How will CAIDA change cloud service procurement? CAIDA is designed to give European cloud services a significant advantage in public procurement processes. Importantly, it does not outright ban American companies from participating. Instead, it focuses on ensuring that European alternatives are considered for sensitive government projects. The EU's intent is to enhance digital sovereignty, allowing it to manage its data infrastructure independently from US laws, such as the CLOUD Act, which can compel US companies to disclose data stored overseas.
CISPE, a trade organization representing European cloud leaders, has advocated for procurement preferences that exclude entities subject to foreign laws. Instead of a binary system of exclusion or inclusion, CAIDA proposes a tiered access model where European firms receive preferential treatment for sensitive workloads. In contrast, US companies may still compete for lower-stakes projects.
What financial implications are on the horizon? In April 2026, the European Commission awarded a substantial 180 million euro contract for sovereign cloud services to four European providers, illustrating its commitment to achieving digital sovereignty.

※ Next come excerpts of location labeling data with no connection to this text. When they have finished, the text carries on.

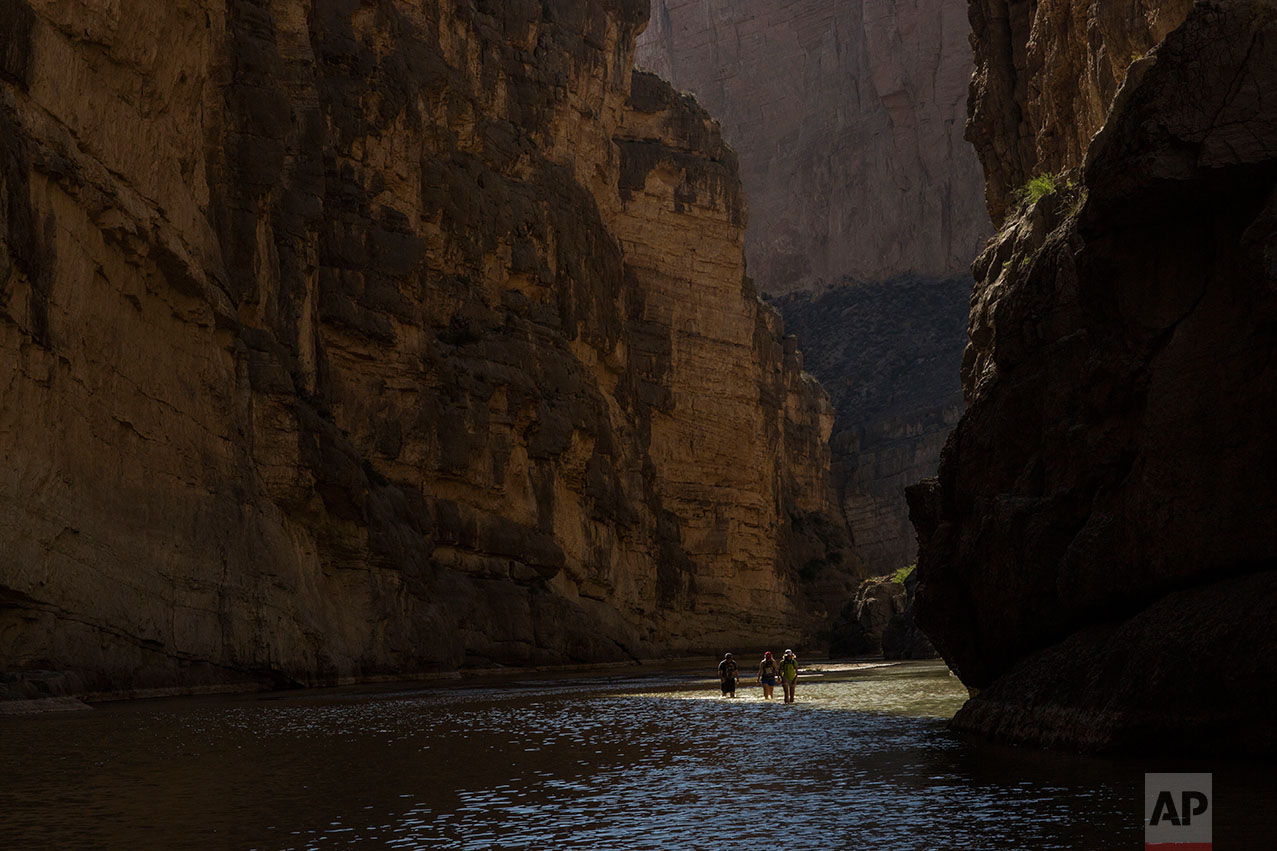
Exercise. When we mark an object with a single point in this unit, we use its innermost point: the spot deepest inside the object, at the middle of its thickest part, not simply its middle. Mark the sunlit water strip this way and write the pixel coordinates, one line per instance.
(862, 760)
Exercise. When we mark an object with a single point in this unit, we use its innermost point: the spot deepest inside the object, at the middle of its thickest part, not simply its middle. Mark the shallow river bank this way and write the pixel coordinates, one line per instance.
(596, 762)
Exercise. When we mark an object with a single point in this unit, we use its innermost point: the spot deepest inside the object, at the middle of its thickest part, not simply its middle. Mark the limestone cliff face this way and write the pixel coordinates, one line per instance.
(865, 212)
(1045, 77)
(341, 340)
(889, 355)
(848, 118)
(1100, 551)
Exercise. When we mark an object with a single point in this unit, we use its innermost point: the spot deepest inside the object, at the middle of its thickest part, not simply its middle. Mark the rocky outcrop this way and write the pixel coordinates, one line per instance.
(863, 214)
(1045, 77)
(889, 355)
(848, 119)
(1098, 552)
(879, 621)
(344, 340)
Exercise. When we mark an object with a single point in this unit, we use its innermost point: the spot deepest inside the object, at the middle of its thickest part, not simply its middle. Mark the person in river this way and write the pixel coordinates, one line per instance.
(788, 674)
(768, 671)
(728, 675)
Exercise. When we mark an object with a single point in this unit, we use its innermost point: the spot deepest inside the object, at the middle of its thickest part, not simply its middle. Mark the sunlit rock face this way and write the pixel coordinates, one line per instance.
(1098, 552)
(865, 212)
(342, 340)
(848, 118)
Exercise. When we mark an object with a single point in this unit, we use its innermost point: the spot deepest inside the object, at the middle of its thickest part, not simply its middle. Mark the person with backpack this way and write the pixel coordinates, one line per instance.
(768, 672)
(728, 675)
(789, 675)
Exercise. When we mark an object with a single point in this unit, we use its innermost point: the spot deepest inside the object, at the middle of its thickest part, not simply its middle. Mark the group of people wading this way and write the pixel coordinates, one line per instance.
(769, 671)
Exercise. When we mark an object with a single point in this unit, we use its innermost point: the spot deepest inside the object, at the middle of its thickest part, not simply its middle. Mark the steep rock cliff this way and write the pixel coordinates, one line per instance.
(848, 118)
(865, 212)
(1100, 551)
(342, 340)
(889, 355)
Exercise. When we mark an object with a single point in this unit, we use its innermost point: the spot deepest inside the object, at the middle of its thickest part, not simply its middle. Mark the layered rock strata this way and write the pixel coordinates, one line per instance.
(879, 621)
(848, 118)
(889, 354)
(344, 340)
(1100, 551)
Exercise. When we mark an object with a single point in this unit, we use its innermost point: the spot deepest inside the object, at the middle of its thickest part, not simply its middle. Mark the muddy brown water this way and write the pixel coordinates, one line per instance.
(862, 760)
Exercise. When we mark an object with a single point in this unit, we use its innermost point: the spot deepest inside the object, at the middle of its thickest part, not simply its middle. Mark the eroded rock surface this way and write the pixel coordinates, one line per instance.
(848, 118)
(342, 340)
(889, 354)
(1098, 551)
(865, 212)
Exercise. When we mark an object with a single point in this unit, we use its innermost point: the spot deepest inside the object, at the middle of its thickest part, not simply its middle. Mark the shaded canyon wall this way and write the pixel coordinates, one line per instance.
(342, 340)
(1100, 550)
(848, 119)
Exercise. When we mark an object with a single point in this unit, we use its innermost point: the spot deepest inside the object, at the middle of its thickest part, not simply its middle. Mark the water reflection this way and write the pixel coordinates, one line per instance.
(862, 760)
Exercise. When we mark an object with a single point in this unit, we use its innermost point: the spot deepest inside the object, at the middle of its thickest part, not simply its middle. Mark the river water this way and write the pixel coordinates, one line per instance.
(862, 760)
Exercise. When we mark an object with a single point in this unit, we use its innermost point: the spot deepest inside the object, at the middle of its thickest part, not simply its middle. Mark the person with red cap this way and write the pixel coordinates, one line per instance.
(768, 672)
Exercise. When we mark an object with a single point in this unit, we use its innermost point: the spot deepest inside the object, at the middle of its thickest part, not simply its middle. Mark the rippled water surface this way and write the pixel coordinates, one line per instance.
(862, 760)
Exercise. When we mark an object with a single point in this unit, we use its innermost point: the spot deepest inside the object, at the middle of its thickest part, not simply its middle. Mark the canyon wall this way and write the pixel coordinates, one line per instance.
(345, 340)
(889, 355)
(1100, 550)
(848, 120)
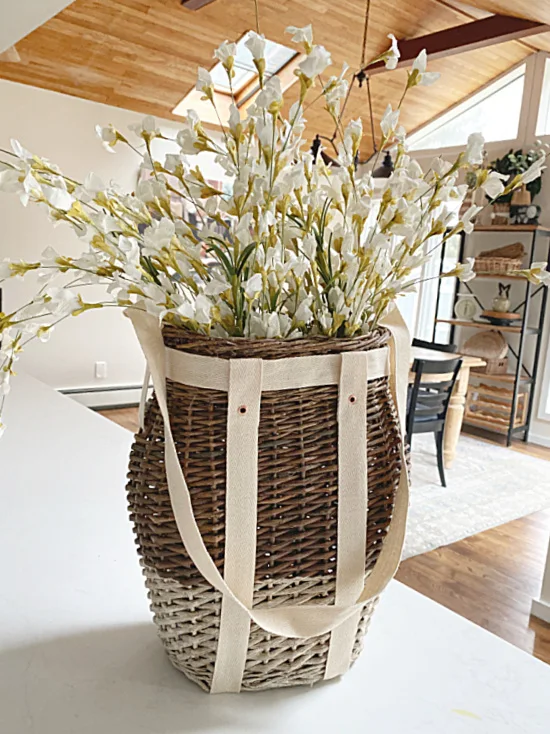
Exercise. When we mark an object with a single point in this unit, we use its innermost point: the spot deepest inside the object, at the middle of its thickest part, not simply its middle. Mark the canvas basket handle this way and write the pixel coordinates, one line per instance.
(298, 621)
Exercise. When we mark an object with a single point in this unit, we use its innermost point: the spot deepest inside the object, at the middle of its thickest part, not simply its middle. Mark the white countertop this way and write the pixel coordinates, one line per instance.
(78, 650)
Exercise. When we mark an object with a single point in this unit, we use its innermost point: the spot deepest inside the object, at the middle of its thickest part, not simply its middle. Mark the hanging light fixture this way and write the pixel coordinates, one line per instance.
(386, 168)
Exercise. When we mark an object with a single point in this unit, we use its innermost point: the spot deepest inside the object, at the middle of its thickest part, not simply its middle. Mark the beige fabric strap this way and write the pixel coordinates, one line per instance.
(211, 373)
(243, 419)
(352, 504)
(297, 621)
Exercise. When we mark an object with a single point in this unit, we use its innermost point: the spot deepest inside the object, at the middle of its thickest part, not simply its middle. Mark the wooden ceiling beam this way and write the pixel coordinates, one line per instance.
(195, 4)
(467, 37)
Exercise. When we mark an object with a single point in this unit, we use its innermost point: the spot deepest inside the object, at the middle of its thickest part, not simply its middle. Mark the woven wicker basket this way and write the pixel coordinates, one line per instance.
(497, 265)
(297, 523)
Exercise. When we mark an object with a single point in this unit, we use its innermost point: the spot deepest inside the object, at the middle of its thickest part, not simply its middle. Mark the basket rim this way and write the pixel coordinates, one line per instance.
(270, 348)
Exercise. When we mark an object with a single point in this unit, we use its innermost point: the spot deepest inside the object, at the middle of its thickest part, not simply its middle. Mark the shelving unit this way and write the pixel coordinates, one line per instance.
(522, 380)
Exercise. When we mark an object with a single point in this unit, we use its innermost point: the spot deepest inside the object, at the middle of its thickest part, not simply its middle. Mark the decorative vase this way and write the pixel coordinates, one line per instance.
(248, 489)
(466, 307)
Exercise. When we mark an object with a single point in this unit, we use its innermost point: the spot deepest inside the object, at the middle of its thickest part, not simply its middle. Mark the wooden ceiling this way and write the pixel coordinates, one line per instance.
(143, 54)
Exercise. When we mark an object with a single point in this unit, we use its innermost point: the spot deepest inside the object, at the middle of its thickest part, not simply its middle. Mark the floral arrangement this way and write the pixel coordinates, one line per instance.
(516, 163)
(306, 249)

Europe is estimated to face a 1 trillion euro gap in digital infrastructure investment when compared to the US.
US cloud giants like Amazon Web Services, Microsoft Azure, and Google Cloud hold substantial market shares of 28%, 21%, and 14%, respectively. Emerging European companies, including OVHcloud, STACKIT, Scaleway, and Proximus, stand to gain directly from these changes in procurement policies.
Why is this important for investors to consider? There are concerns among EU member states that changing access rules could hinder innovation or increase costs, particularly for governments with strong ties to US tech firms. For US cloud leaders, the financial stakes are considerable, yet manageable. The precedent set by a successful CAIDA could inspire similar strategies in other regions, affecting global competition in cloud services.
Investors should closely monitor the final details of CAIDA's implementation, particularly the distinctions between preference and requirement for local providers, as this will dictate the extent of market share shifts. Additionally, keeping an eye on the future contracts following that initial 180 million euro sovereign deal will be crucial.
A potential game-changing factor involves whether US tech companies adapt by creating structurally independent subsidiaries in Europe, thereby escaping the impact of US extraterritorial data regulations. Microsoft and Google have previously considered such strategies in different regulatory scenarios.